Stephen was first exposed to Lyme disease, a tickborne infection, as a child while playing in the woods near his home in Westchester County, New York. He was reinfected as a college student in 2007. Severe cases of Lyme disease can involve cardiac or neurological symptoms and are often treated with the intravenous antibiotic ceftriaxone. But I was unaware of any link between Lyme disease and pulsatile tinnitus. Otherwise, Stephen was in stable health with no other contributory medical or surgical problems.

I examined his right ear with a microscope and an ear speculum. There it was, apparent right away in an otherwise normal eardrum: The drum pulsed and appeared to go into spasm in an irregular way. I observed the exact same thing in the left ear. There was no mass behind either drum, and the middle ear clefts on each side were normal. My exam did find spasms of his soft palate (palatal myoclonus) and twitching around his eyes (blepharo­spasm), but these were not as bothersome to him as the pulsing. I had never before seen a patient like this.

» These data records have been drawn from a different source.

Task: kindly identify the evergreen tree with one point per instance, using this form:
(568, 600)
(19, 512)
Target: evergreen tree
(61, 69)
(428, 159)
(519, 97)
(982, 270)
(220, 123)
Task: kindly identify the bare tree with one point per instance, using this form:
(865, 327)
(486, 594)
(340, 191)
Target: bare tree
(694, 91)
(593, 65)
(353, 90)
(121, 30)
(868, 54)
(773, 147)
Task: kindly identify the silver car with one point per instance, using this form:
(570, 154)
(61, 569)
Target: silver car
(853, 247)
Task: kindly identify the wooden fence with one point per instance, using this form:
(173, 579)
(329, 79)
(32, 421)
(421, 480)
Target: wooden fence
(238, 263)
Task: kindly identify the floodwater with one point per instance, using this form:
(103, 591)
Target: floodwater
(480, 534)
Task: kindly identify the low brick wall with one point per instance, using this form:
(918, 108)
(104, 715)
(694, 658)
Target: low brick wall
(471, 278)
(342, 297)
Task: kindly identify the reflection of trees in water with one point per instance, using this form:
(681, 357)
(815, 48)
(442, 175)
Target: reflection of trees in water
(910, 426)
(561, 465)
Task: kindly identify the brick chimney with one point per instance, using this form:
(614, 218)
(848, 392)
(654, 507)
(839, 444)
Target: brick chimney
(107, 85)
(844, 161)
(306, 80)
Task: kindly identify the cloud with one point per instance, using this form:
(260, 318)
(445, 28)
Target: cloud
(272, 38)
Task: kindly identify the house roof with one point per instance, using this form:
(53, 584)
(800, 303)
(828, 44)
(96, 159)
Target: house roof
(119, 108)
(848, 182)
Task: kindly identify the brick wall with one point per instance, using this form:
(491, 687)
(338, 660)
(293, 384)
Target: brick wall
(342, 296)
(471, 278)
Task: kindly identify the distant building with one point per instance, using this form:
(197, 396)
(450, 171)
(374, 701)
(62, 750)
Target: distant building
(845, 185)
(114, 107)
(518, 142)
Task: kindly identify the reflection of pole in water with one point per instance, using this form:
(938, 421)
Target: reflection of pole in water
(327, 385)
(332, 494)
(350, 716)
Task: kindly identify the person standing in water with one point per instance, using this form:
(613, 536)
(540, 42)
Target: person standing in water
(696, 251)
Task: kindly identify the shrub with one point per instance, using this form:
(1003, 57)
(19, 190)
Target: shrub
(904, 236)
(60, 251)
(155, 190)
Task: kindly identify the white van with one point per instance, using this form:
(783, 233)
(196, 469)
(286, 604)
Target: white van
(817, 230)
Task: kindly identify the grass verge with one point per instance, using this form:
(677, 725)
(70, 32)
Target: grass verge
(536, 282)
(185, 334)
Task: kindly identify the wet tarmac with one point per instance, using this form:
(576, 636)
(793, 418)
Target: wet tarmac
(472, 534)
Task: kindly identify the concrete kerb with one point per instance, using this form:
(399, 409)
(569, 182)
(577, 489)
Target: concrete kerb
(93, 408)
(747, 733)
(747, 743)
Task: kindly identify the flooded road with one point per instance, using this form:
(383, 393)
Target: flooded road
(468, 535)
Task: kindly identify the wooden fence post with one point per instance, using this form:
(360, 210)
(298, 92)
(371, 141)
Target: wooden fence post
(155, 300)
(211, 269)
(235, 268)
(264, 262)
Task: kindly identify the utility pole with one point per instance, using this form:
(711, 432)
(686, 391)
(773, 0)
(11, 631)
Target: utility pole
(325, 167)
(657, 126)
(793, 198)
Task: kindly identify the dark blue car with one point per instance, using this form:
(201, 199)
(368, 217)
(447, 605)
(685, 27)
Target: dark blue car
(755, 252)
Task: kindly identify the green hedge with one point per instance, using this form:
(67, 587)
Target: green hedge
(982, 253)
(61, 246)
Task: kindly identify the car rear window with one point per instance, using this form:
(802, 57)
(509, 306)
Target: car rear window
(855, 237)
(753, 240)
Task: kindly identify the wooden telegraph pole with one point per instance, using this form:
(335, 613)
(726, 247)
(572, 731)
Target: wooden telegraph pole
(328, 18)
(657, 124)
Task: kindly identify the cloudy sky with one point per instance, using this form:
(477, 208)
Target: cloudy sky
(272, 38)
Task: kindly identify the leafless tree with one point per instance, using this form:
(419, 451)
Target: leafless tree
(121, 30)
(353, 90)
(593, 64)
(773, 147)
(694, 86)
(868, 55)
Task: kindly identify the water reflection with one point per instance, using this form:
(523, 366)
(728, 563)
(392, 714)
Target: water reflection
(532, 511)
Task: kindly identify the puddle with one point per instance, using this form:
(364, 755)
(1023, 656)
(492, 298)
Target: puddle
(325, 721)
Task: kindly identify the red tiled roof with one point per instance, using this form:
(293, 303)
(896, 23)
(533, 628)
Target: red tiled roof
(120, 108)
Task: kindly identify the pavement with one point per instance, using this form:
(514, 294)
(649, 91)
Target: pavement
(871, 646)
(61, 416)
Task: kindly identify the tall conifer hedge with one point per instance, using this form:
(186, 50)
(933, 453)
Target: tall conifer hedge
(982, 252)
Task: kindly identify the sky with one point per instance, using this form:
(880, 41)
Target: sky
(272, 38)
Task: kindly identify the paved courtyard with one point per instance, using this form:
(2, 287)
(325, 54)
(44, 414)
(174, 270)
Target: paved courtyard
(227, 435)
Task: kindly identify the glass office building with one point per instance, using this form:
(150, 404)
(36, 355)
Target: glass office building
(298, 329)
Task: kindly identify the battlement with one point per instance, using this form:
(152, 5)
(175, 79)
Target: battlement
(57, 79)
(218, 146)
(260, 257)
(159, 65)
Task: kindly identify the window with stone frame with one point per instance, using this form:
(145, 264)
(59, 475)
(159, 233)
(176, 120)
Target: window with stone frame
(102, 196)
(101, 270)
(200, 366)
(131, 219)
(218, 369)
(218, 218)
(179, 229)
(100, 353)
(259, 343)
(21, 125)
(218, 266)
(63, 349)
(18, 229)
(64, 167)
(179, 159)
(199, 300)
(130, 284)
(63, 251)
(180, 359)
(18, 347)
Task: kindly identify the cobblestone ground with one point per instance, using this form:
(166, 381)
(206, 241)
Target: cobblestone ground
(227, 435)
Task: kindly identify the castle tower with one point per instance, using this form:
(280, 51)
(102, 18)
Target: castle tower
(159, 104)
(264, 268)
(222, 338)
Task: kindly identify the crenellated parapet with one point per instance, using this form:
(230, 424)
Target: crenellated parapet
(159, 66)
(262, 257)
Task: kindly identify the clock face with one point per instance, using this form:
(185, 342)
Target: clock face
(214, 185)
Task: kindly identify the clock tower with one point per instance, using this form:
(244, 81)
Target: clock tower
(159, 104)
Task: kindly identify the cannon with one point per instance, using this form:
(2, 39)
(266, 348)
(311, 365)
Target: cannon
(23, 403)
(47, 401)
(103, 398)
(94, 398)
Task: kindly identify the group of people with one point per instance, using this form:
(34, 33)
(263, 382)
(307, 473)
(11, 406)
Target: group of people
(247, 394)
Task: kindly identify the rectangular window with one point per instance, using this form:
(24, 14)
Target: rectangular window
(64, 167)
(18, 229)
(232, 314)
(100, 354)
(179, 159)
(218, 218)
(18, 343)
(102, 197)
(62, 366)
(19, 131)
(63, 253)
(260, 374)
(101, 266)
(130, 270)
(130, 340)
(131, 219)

It was time to put Stephen through some proper hearing tests to find out what was going on. The middle ear has two muscles, the tensor tympani and the stapedius. The stapedius and, to a lesser extent, the tensor tympani engage in the acoustic reflex (or the middle ear muscle reflex), a contraction in response to loud sounds. A reflex is an involuntary motor response, so it is present both while a person is awake and while unconscious. All reflexes follow a looping nerve response: an arc toward the central nervous system, called the afferent limb, and an arc away from the central nervous system to the end organ, termed the efferent limb. For the middle ear muscle reflex, the afferent limb is the auditory nerve; the efferent limb is the facial nerve for the stapedius muscle and the trigeminal nerve for the tensor tympani muscle. The reflex itself occurs in the brain stem, one of the deepest and most basic parts of the brain.

The stapedius responds by tightening the mobility of the stapes (or “stirrup”), and the tensor tympani tightens the eardrum and pulls the malleus (“hammer”). The stapes and malleus are tiny bones that transmit hearing through the inner ear. By restricting the motion of the stapes, the stapedius may be able to dampen loud sounds coming toward the ear, but that response does not happen quickly enough to prevent acoustic trauma from fast-acting sounds, such as a gun blast. The acoustic reflex is also thought to play a role in preventing us from hearing our own voices as we speak. Although we know that the reflex is present in healthy individuals and we evaluate it as part of every complete hearing test, its ultimate function is not entirely understood.